LZS format

From Netherworld Research
Revision as of 10:45, 26 February 2017 by FireFly (Talk | contribs) (Document LZS archives as found in D2PC)

(diff) ← Older revision | Latest revision (diff) | Newer revision → (diff)
Jump to: navigation, search

The LZS format appears to be a compression format used for compressed archives. Here, both the compression and the underlying archive format are described.

It appears in at least Disgaea 2 PC.

Magic

The file starts with a char magic[4] "dat\0", not part of the compressed data.

Compression

LZ77-based compression (that is, has literal data and backreferences, the latter referring back to a portion of data that has already been output but occurs again).

struct header {
  u32 compressed_size;    // including this 12-byte header
  u32 decompressed_size;
  u32 marker;             // marker used to denote backrefs in the compressed data. 0x00-0xFF.
};

This header is followed by the compressed data, which consists of literal bytes (copied straight to output) or backrefs. Backrefs are encoded as

struct backref { u8 marker, dist, count; };

representing that count bytes should be copied from dist back into the output history. If dist > marker, then 1 should be subtracted from it.

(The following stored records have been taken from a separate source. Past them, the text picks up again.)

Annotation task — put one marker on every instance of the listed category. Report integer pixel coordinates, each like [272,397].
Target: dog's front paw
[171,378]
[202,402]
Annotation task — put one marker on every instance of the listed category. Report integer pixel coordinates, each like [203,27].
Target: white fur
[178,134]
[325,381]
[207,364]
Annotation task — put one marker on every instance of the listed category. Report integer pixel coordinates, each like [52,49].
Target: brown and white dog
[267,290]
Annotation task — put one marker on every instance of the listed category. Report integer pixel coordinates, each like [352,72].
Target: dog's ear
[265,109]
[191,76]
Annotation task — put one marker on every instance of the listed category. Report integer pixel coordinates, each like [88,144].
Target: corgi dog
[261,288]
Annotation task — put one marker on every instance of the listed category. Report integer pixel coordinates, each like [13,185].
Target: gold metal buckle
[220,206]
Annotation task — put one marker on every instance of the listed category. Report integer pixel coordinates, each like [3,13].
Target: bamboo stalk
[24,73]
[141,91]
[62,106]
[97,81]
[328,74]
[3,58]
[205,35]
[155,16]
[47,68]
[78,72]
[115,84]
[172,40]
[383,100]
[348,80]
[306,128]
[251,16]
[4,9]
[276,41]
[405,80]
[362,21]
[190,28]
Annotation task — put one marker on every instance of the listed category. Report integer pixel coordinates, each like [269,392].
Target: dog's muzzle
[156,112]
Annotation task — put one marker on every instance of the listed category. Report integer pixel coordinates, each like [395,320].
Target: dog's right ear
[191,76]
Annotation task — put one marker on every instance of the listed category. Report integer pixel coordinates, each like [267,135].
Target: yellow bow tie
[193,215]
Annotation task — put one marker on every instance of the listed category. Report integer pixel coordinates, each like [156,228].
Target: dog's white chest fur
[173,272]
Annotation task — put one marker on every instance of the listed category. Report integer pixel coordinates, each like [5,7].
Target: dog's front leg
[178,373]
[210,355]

Why this extra complication? Because two marker bytes in a row denote an escaped literal marker byte. Thus, a decompression loop looks something like this:

while (read_ctr < header.compressed_size - sizeof(struct header)) {
  u8 v = READ();
  if (v == header.marker) {
    u8 dist = READ();
    if (dist == header.marker) {
      WRITE(header.marker);  // marker repeated twice = an escaped marker byte
    } else {
      u8 count = READ();
      if (dist > header.marker) dist--;
      for (size_t i = 0; i < count; i++) WRITE(HISTORY(dist));
    }
  } else {
    WRITE(v);
  }
}

After this step, header.decompressed_size bytes should have been written.

Archive format

The underlying archive consists of a header with the number of files, a table of offsets and filenames, and file data; nothing weird here.

struct header {
  u32 count;  // #files in the archive
  u32 unk1;   // 0
  u32 unk2;   // 0
  u32 unk3;   // 0
};

The header is followed by `header.count` file entries.

struct file_entry {
  u32 end_offset;
  char filename[0x1C];
};

After this comes the file data. The first file runs from this point for `entries[0].end_offset` bytes. That is, all of the end_offsets are counted starting from after the file metadata table.